CONCLUSIONS: The perioperative and longer-term outcomes for a remedial OMB after a failed intraluminal stent or previous open bypass appear to be comparable to a P-OMB. These findings support the recently updated clinical practice guideline recommendations for an endovascular-first approach to treating recurrent CMI due to the significant perioperative complication risk of OMB. However, among the subset of patients deemed ineligible for endoluminal reconstruction after failed mesenteric revascularization, R-OMB results appear to be acceptable and highlights the utility of this strategy in selected patients.
METHODS: All patients undergoing OMB from 2002-2022 at the University of Florida were reviewed.
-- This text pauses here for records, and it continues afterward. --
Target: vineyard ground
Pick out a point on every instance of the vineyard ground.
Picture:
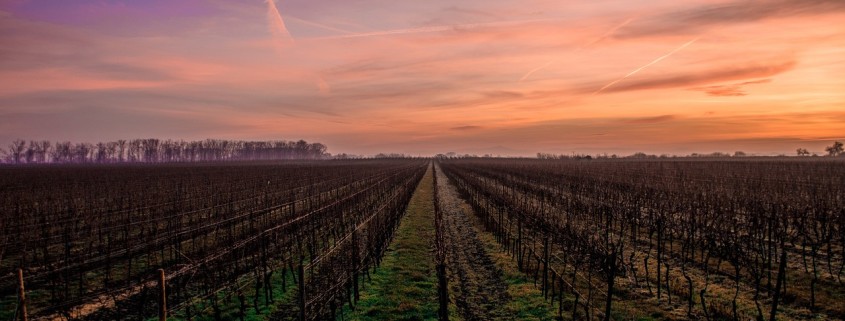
(485, 283)
(404, 287)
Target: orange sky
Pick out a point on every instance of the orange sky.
(423, 77)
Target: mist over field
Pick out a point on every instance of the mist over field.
(216, 160)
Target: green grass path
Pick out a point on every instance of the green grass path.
(404, 287)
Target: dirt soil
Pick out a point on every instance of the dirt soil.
(476, 284)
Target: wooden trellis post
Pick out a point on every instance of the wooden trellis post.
(22, 293)
(162, 307)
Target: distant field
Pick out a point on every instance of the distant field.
(620, 239)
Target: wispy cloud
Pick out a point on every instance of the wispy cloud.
(440, 28)
(717, 75)
(650, 120)
(592, 42)
(281, 36)
(695, 19)
(730, 90)
(635, 71)
(464, 128)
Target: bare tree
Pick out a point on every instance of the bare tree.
(16, 151)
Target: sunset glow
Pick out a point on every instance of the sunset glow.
(426, 77)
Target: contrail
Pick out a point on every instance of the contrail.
(606, 34)
(283, 39)
(600, 38)
(434, 29)
(277, 26)
(646, 65)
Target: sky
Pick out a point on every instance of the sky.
(423, 77)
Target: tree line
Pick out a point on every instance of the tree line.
(153, 150)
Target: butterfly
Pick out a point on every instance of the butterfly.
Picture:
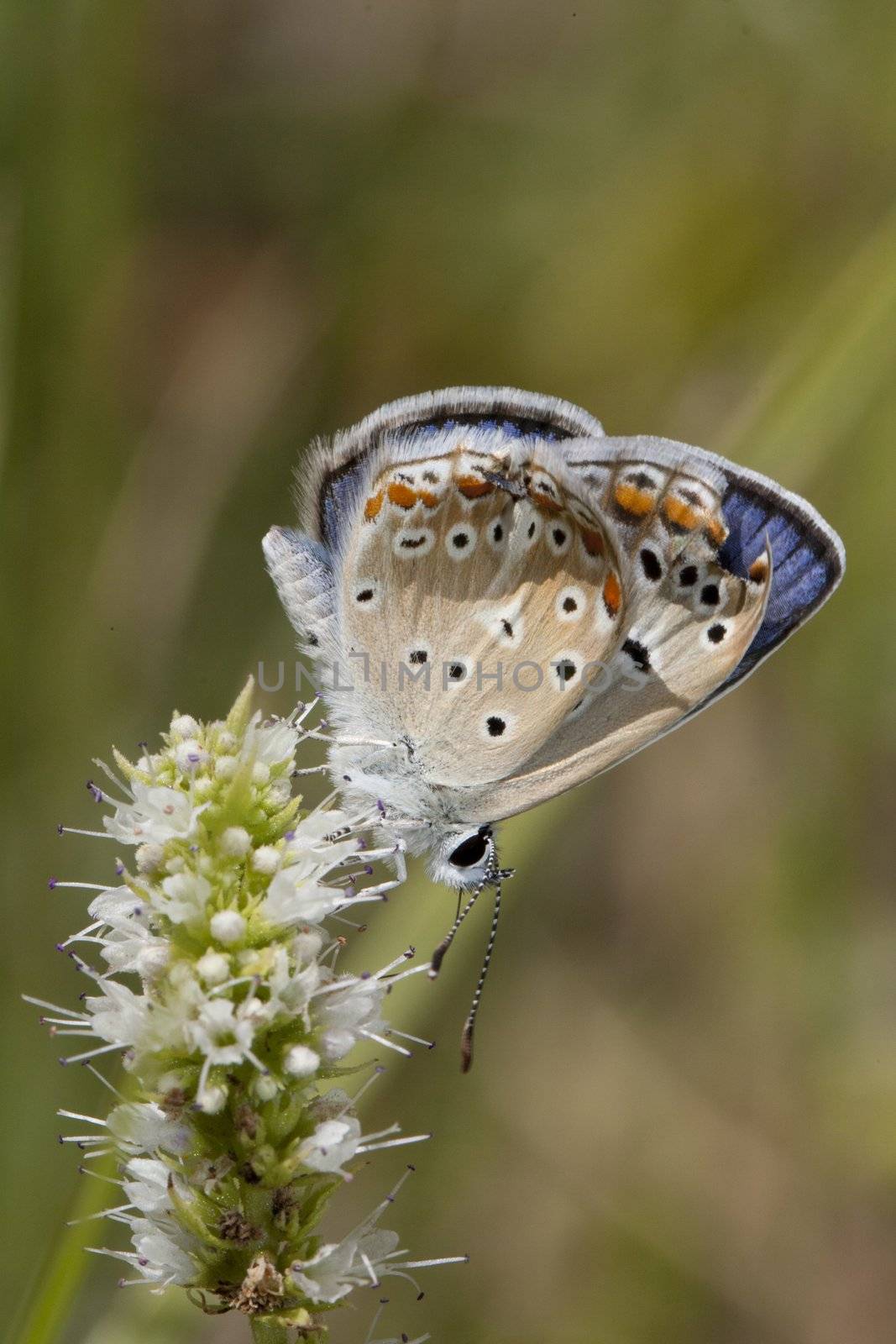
(500, 601)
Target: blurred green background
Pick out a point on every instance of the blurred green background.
(230, 225)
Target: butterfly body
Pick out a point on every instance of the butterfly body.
(501, 601)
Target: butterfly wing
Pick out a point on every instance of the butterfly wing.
(684, 573)
(720, 528)
(336, 476)
(476, 589)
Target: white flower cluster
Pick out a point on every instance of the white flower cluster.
(219, 991)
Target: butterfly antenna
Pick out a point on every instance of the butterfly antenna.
(438, 956)
(466, 1038)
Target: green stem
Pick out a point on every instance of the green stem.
(266, 1331)
(60, 1280)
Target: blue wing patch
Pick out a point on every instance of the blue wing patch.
(808, 561)
(338, 491)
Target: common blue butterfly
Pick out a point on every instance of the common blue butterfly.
(519, 601)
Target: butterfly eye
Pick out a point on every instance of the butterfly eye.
(470, 851)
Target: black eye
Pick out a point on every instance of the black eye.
(469, 851)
Outcomes after R-OMB(i.e., history of failed ENDO or P-OMB) and P-OMB were compared. The primary end-point was 30-day mortality while secondary outcomes included complications, re-intervention, and survival. Kaplan-Meier methodology was used to estimate freedom from re-intervention and all-cause mortality while multivariable Cox proportional hazards modeling identified predictors of death.
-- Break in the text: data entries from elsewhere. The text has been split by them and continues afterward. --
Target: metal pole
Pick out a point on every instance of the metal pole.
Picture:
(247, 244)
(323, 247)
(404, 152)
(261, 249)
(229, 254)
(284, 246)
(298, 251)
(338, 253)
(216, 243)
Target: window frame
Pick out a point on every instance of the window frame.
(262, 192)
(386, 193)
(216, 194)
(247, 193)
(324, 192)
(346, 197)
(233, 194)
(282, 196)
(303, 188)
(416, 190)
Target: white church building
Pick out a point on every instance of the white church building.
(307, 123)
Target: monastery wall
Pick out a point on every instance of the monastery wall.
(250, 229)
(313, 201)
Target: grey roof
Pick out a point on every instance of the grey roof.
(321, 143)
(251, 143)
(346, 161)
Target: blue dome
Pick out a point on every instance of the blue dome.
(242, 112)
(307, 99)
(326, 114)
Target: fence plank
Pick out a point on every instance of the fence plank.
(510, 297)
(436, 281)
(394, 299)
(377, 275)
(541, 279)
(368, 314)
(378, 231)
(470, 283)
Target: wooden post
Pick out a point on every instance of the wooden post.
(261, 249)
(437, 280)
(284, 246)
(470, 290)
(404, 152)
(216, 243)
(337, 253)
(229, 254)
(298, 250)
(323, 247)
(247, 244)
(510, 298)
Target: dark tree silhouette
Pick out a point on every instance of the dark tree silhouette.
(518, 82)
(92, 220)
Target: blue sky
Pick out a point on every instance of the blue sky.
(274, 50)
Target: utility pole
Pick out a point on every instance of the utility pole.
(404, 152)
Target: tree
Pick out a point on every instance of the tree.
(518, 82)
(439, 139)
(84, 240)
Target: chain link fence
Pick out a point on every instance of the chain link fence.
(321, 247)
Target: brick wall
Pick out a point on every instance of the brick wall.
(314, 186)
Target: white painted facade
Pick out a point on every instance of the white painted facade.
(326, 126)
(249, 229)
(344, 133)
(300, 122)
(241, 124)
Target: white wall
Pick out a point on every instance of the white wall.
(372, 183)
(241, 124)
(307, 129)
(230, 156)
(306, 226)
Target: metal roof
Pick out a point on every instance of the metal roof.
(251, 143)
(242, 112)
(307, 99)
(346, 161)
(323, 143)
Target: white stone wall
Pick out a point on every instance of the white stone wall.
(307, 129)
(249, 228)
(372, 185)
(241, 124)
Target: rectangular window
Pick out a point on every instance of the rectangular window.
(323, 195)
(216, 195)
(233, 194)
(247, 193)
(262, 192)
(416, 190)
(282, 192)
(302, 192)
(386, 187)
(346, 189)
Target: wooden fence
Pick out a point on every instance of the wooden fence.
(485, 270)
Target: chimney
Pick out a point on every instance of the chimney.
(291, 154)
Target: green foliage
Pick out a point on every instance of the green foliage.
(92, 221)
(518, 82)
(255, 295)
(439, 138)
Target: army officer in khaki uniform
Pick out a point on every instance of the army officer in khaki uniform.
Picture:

RESULTS: A total of 145 OMB procedures(R-OMB, n=48[33%]; P-OMB, n=97[67%]) were analyzed. A majority of R-OMB operations were performed for a failed stent(prior ENDO, n=39[81%]; prior OMB, n=9[19%]). R-OMB patients were generally younger(66±9 vs. P-OMB, 69±11-years;p=.09) and had lower incidence of smoking exposure(29% vs. P-OMB, 48%;p=.07); however, there were no other differences in demographics or comorbidities. R-OMB was associated with less intraoperative transfusion(0.6 vs. P-OMB, 1.4 units;p=.01) but there were no differences in conduit choice or bypass configuration. The overall 30-day mortality and complication rates were 7%(n=10/145) and 53%(n=77/145), respectively, with no difference between groups. Notably, R-OMB had decreased cardiac(6% vs. P-OMB, 21%;p<.01) and bleeding complication rates(2% vs. P-OMB, 15%;p=.01). The freedom from re-intervention(1- and 5-year:R-OMB-95±4%, 83±9% vs. P-OMB-97±2%, 93±5%, respectively; log-rank p=.21) and survival(1- and 5-year:R-OMB-82±6%, 68±9% vs. P-OMB-84±4%, 66±7%;p=.91) were similar. Independent predictors of all-cause mortality included new postoperative hemodialysis requirement(HR 7.4, 95%CI 3.1-17.3;p<.001), pulmonary(HR 2.7, 95% CI 1.4-5.3;p=.004) and cardiac(HR 2.4, 95% CI 1.1-5.1;p=.04) complications, as well as female sex(HR 2.1, 95%CI 1.03-4.8;p=.04). Notably, R-OMB was not a predictor of death.
CONCLUSIONS: The perioperative and longer-term outcomes for a remedial OMB after a failed intraluminal stent or previous open bypass appear to be comparable to a P-OMB. These findings support the recently updated clinical practice guideline recommendations for an endovascular-first approach to treating recurrent CMI due to the significant perioperative complication risk of OMB. However, among the subset of patients deemed ineligible for endoluminal reconstruction after failed mesenteric revascularization, R-OMB results appear to be acceptable and highlights the utility of this strategy in selected patients.